There’s a line in a Bob Dylan song that goes “to live outside the law, you must be honest.” I’ve always thought that was good advice — if you’re a fugitive or breaking the law somehow, you need to be very circumspect in not coming to the law’s attention under any circumstances. Keep a low profile. Don’t speed. Don’t get into fights. Don’t apply for a gun permit.
And for god’s sake, don’t commit any penny-ante crimes.
That was advice David Graves of Lowell should have taken to heart.
Mr. Graves is a convicted sex offender. When he was 15, he was convicted of “indecent assault and battery on a child over 14.” His record was sealed, as he himself was a juvenile, but one of the terms of his release was that he register as a sex offender.
That’s why when he applied to be a janitor in a school, his criminal record came back clean.
And that’s how he had the opportunity to allegedly steal over $1,000.00 in pennies.
The students at his school, as a Holocaust Remembrance project, were trying to collect 1.5 million pennies, one penny for each person killed in the Holocaust. They were well on their way to their goal when a teacher noticed that the pennies were disappearing out of locked closets. A brief investigation led to Mr. Graves, and further investigation led to his failure to register.

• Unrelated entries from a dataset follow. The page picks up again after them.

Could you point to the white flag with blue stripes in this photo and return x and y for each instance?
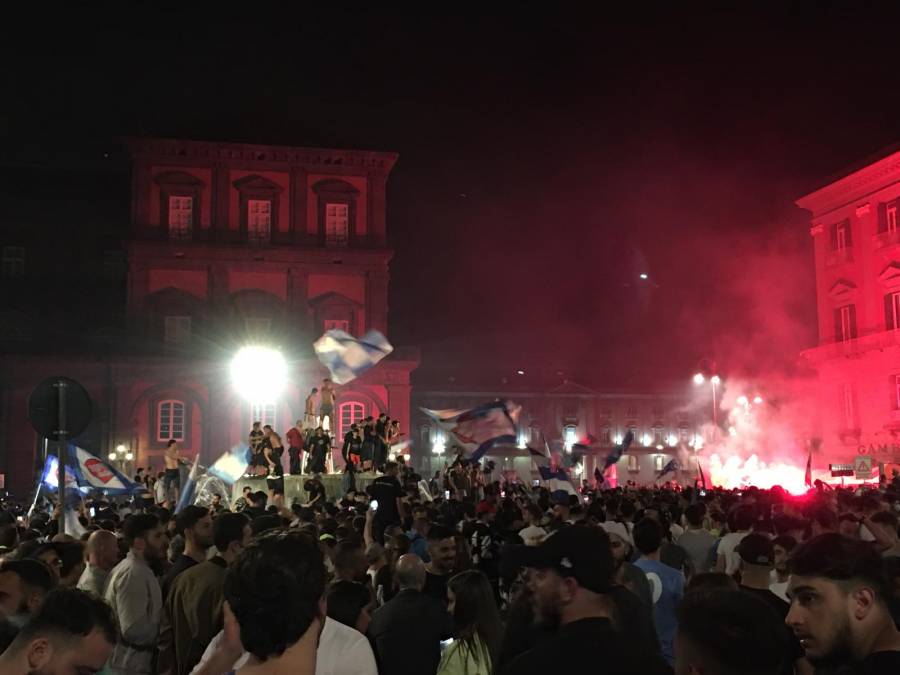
(347, 357)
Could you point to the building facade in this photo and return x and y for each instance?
(228, 245)
(567, 414)
(854, 226)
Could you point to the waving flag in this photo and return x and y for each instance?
(619, 450)
(86, 472)
(668, 468)
(347, 357)
(481, 428)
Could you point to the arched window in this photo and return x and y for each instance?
(349, 412)
(170, 420)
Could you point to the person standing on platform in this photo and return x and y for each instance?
(310, 421)
(173, 475)
(295, 448)
(319, 446)
(326, 404)
(255, 440)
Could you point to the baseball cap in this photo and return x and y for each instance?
(756, 549)
(579, 552)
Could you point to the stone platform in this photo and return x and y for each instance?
(293, 486)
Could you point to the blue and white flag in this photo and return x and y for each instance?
(86, 472)
(347, 357)
(481, 428)
(232, 465)
(668, 468)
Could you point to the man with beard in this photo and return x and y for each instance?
(442, 551)
(839, 606)
(133, 594)
(23, 585)
(571, 579)
(194, 523)
(73, 632)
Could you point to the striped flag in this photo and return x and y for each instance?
(347, 357)
(479, 429)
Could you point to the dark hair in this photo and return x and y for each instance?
(475, 614)
(190, 515)
(137, 527)
(69, 612)
(279, 574)
(229, 527)
(842, 559)
(694, 514)
(345, 601)
(786, 541)
(35, 574)
(711, 581)
(71, 553)
(733, 632)
(647, 536)
(439, 533)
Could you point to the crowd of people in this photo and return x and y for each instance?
(468, 576)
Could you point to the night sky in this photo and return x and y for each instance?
(546, 160)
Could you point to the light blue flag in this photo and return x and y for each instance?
(347, 357)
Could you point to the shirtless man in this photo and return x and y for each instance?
(173, 475)
(326, 404)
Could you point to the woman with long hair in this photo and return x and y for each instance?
(476, 620)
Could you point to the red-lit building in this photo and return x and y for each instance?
(228, 244)
(856, 236)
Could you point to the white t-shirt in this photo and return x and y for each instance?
(726, 547)
(533, 535)
(342, 651)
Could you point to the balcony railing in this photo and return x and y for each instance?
(839, 256)
(886, 238)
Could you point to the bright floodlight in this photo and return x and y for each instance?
(259, 374)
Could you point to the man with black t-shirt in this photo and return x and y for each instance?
(387, 491)
(839, 606)
(571, 582)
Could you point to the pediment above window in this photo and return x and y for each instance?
(842, 289)
(890, 275)
(256, 184)
(178, 179)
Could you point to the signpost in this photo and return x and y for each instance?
(59, 408)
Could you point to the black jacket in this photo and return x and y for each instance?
(406, 634)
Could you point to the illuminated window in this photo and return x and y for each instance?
(848, 406)
(892, 311)
(181, 217)
(840, 236)
(259, 220)
(349, 412)
(845, 323)
(263, 412)
(177, 329)
(337, 224)
(13, 262)
(337, 324)
(170, 421)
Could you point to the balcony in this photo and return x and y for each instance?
(857, 347)
(886, 239)
(839, 256)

So he’s out his $12.25/hour job (which is more than I make, for the record) and is looking at jail time while his wife is expecting their first child. Good choice, Dave.
(The Boston Herald’s account focuses on the sex-offender aspect, while the Globe, predictably, goes more towards the school-project details. The sex offender part doesn’t come up until the second page, overlooking that he was convicted of sexually assaulting a high school-age victim and is now working in a high school.)